En Inde, l’engagement n’est pas simplement un choix, mais un impératif géopolitique, nécessitant un équilibre délicat entre principe et pragmatisme.
La Chine : une puissance pragmatique
L’approche de la Chine à l’égard de l’Afghanistan est définie par un pragmatisme calculé. Pékin voit l’Afghanistan à travers le double prisme de la sécurité et des opportunités économiques. L’instabilité en Afghanistan menace la région chinoise du Xinjiang, où l’on craint un débordement de l’extrémisme. Cette préoccupation a poussé la Chine à dialoguer prudemment avec les talibans, devenant l’une des premières puissances à accréditer un ambassadeur nommé par les talibans en 2023. Sur le plan économique, les vastes réserves minérales de l’Afghanistan (cuivre, lithium et terres rares) offrent un immense potentiel pour les chaînes d’approvisionnement industrielles de la Chine. Les entreprises chinoises ont signé des contrats exploratoires, bien que l’insécurité persistante et les problèmes de gouvernance entravent les progrès. L’emplacement stratégique de l’Afghanistan dans le cadre de l’initiative « la Ceinture et la Route », qui relie l’Asie centrale au port pakistanais de Gwadar, renforce encore son importance. En tant qu’hôte du sommet de l’OCS de Tianjin en 2025, le plus important de l’histoire de l’organisation, la Chine a mis l’accent sur la connectivité régionale et la lutte contre le terrorisme, appelant à la relance du groupe de contact OCS-Afghanistan pour contribuer à la relance économique et aux efforts de lutte contre l’extrémisme.
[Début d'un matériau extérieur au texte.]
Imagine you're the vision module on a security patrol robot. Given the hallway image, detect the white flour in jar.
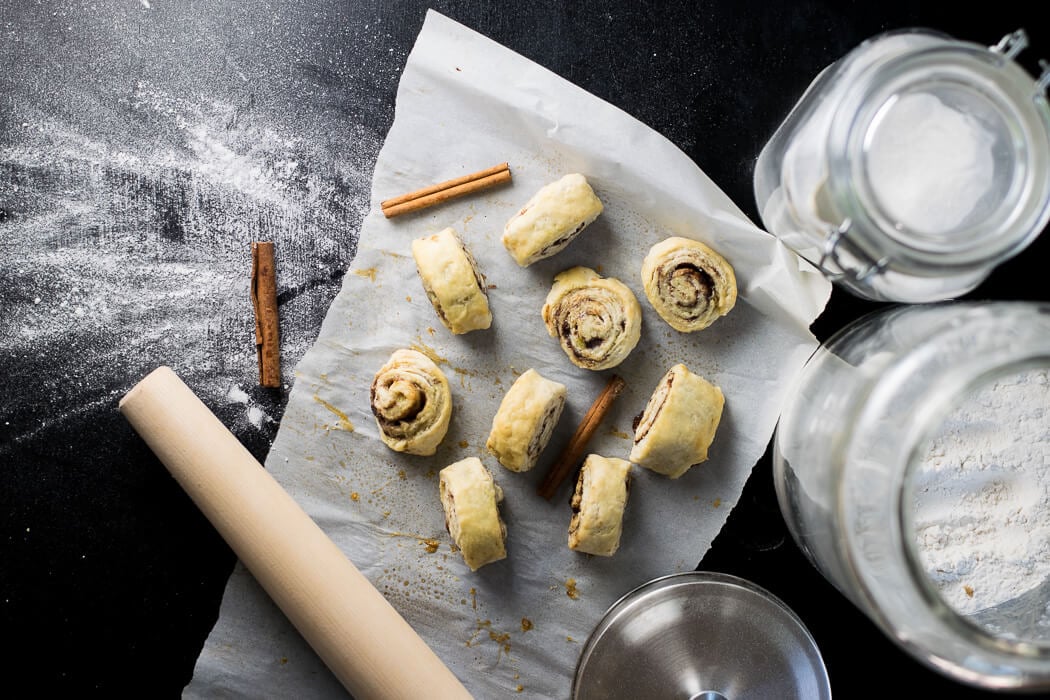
[915,368,1050,614]
[866,93,995,234]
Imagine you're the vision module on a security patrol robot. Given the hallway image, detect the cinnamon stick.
[380,163,510,218]
[251,241,280,388]
[537,375,627,501]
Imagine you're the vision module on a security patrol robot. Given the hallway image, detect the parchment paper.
[187,12,831,698]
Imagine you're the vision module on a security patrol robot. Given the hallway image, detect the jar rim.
[827,39,1050,274]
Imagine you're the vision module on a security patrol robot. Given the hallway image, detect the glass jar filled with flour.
[774,302,1050,690]
[754,29,1050,302]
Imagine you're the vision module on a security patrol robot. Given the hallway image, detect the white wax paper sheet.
[186,12,831,698]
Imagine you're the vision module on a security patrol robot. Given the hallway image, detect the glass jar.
[774,302,1050,690]
[754,29,1050,302]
Pourtant, l’engagement de la Chine n’est pas motivé par l’altruisme. Pékin investit là où ses intérêts s’alignent, en privilégiant la stabilité et les ressources plutôt que la transformation sociétale. Cette approche transactionnelle, bien qu’efficace à court terme, risque d’aliéner les Afghans en quête d’un développement plus large.
L’Iran : un voisin aux enjeux communs
Les relations de l’Iran avec l’Afghanistan sont à la fois intimes et tendues. En tant que voisin accueillant des millions de réfugiés afghans, l’Iran porte le fardeau social et économique des déplacements. Les liens culturels et linguistiques avec les communautés hazara et tadjike d’Afghanistan renforcent l’intérêt de Téhéran pour les droits des minorités sous le régime taliban. Dans le même temps, l’Iran engage les talibans à sécuriser sa frontière orientale et à protéger les ressources en eau critiques de la rivière Helmand. La stratégie de l’Iran est un exercice d’équilibre aux enjeux élevés. Il s’oppose à la domination occidentale dans la région mais craint qu’un Afghanistan instable ne déstabilise son propre territoire. Par le biais de plateformes régionales telles que l’Organisation de coopération de Shanghai (OCS) et de dialogues trilatéraux avec le Pakistan et la Chine, l’Iran cherche à gérer les affaires afghanes sans ingérence occidentale. En tant que nouveau membre de l’OCS depuis 2023, l’Iran a fait pression pour des projets d’infrastructure conjoints comme le chemin de fer Ouzbékistan-Afghanistan-Pakistan afin de renforcer la sécurité et le commerce.
En défendant des solutions régionales, l’Iran se positionne comme un contrepoids aux puissances mondiales, bien que son efficacité dépende de ses propres défis internes et de ses rivalités régionales.
L’Organisation de coopération de Shanghai : un point d’ancrage régional
L’OCS, qui englobe la Chine, la Russie, l’Inde, le Pakistan et les États d’Asie centrale, désormais élargie à dix membres avec l’Iran (2023) et la Biélorussie (2024), représente une vision audacieuse de la coopération régionale sur l’Afghanistan.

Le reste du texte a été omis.